Novel benzothiazole-based dual VEGFR-2/EGFR inhibitors targeting breast and liver cancers: Synthesis, cytotoxic activity, QSAR and molecular docking studies

A novel series of benzothiazole-based derivatives linked to various Amino acids and their corresponding ethyl ester analogues were prepared and were initially evaluated for their Anticancer activity againstMCF-7 and HepG-2 and were further assessed as VEGFR-2 inhibitors. All the newly synthesized benzothiazole derivatives showed promising cytotoxic activities against the tested cell lines. Derivatives exhibited potent cytotoxic and VEGFR-2 inhibitory activities were then evaluated further as Anticancer agents against the resistant MDA-MB-231 and as EGFR inhibitors. The carboxylic acid derivatives 10-12 and their ester analogues 21-23 displayed the highest Anticancer activities with IC₅₀ of 0.73-0.89 µM, against MCF-7 and IC₅₀ of 2.54-2.80 µM, against HepG-2; compared to doxorubicin (IC₅₀ = 1.13 and 2.75 µM, respectively); also they showed safety towards the normal cell line, the ethyl ester derivatives 21-23 showed a potent activity against the resistant MDA-MB-231 cell line with IC₅₀ of 5.45-7.28 µM, relative to doxorubicin (IC₅₀ = 7.46 µM) surpassing their carboxylic acid analogues 10-12 (IC₅₀ of 8.88-11.02 µM). Furthermore, the promising derivatives 10-12 and 21-23 displayed promising VEGFR-2 inhibitory activity (IC₅₀ = 0.15-0.19 µM) comparable to that of sorafenib (IC₅₀ = 0.12 µM). Against EGFR, the ethyl ester derivatives 21-23 showed superior inhibitory activity relative to the used reference standard, erlotinib, with IC₅₀ of 0.11-0.16 vs. 0.18 µM, respectively.
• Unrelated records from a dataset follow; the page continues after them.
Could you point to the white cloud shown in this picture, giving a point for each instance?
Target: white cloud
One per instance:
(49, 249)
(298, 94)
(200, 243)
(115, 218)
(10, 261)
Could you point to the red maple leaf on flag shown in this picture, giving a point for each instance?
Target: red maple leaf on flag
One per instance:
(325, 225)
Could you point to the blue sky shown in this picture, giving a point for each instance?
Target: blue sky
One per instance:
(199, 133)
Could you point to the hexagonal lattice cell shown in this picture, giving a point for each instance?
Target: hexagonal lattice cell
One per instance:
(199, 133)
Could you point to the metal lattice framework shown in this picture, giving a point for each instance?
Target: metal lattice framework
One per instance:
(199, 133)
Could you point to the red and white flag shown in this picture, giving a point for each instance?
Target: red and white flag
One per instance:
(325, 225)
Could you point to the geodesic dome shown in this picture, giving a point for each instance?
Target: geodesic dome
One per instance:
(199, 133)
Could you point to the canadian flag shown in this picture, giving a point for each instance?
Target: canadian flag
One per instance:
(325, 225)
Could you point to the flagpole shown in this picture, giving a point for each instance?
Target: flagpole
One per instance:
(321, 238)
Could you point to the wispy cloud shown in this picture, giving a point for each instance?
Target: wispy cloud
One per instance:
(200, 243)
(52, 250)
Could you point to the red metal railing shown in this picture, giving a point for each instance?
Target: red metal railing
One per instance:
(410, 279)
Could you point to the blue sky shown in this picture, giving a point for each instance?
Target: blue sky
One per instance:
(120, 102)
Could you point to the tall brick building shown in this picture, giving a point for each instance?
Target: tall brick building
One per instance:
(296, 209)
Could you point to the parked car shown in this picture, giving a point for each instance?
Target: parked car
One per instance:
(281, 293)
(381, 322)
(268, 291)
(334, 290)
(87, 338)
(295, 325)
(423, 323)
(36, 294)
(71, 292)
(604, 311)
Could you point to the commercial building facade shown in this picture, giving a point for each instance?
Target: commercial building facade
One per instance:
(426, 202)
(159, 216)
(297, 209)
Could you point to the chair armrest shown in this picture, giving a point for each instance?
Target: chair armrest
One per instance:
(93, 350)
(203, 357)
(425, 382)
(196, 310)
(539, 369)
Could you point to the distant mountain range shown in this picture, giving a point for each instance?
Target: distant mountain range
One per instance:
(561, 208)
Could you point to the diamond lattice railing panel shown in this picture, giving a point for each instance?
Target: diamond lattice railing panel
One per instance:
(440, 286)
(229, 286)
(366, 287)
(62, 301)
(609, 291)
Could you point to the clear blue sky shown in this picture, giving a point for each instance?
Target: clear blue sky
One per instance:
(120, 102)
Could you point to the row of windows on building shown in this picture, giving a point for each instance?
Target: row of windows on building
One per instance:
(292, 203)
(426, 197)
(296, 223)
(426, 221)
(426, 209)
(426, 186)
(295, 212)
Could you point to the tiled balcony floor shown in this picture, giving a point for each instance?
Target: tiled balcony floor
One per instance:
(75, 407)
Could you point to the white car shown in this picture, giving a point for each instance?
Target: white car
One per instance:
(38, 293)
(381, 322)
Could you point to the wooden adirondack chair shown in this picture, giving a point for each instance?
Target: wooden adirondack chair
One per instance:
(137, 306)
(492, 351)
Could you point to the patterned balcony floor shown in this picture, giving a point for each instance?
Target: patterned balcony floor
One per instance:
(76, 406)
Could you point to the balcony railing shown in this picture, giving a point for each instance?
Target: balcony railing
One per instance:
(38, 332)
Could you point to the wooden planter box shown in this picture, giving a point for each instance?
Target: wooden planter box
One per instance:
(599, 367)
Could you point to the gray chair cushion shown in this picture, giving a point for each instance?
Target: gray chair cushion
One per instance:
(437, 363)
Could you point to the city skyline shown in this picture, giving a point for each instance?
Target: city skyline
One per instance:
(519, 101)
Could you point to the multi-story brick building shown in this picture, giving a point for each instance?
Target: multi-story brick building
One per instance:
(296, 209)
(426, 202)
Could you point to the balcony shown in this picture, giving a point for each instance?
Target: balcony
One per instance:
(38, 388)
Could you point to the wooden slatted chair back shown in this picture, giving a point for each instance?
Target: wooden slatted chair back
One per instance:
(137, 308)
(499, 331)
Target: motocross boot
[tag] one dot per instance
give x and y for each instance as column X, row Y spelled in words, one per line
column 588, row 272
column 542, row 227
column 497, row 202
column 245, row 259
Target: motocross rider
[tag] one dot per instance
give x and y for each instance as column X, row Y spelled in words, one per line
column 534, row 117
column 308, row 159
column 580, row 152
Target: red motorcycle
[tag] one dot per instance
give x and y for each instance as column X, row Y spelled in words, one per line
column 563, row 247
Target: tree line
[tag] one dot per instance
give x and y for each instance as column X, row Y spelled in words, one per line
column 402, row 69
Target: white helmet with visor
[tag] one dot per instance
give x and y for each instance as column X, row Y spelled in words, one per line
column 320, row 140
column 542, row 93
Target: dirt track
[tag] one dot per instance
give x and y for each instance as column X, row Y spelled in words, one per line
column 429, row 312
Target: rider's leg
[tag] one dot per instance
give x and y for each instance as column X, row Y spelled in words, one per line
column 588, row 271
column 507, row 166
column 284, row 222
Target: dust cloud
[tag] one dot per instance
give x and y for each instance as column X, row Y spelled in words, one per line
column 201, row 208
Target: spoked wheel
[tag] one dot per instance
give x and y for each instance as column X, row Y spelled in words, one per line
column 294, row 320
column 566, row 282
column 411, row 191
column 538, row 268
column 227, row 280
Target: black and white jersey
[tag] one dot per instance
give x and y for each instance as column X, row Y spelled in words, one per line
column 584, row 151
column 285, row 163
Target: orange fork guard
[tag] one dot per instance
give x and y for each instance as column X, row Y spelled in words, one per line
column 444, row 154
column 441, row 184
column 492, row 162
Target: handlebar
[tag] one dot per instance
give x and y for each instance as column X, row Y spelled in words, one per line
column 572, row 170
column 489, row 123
The QSAR study revealed that the molecular bulkiness and molecular partial charge distribution govern the kinase inhibition potency in this series. Furthermore, the molecular docking study in VEGFR-2 active site showed that the novel synthesized benzothiazole derivatives adopted the common binding pattern of type II PK inhibitors.

Anticancer; Benzothiazole; EGFR; Molecular docking; QSAR; VEGFR-2.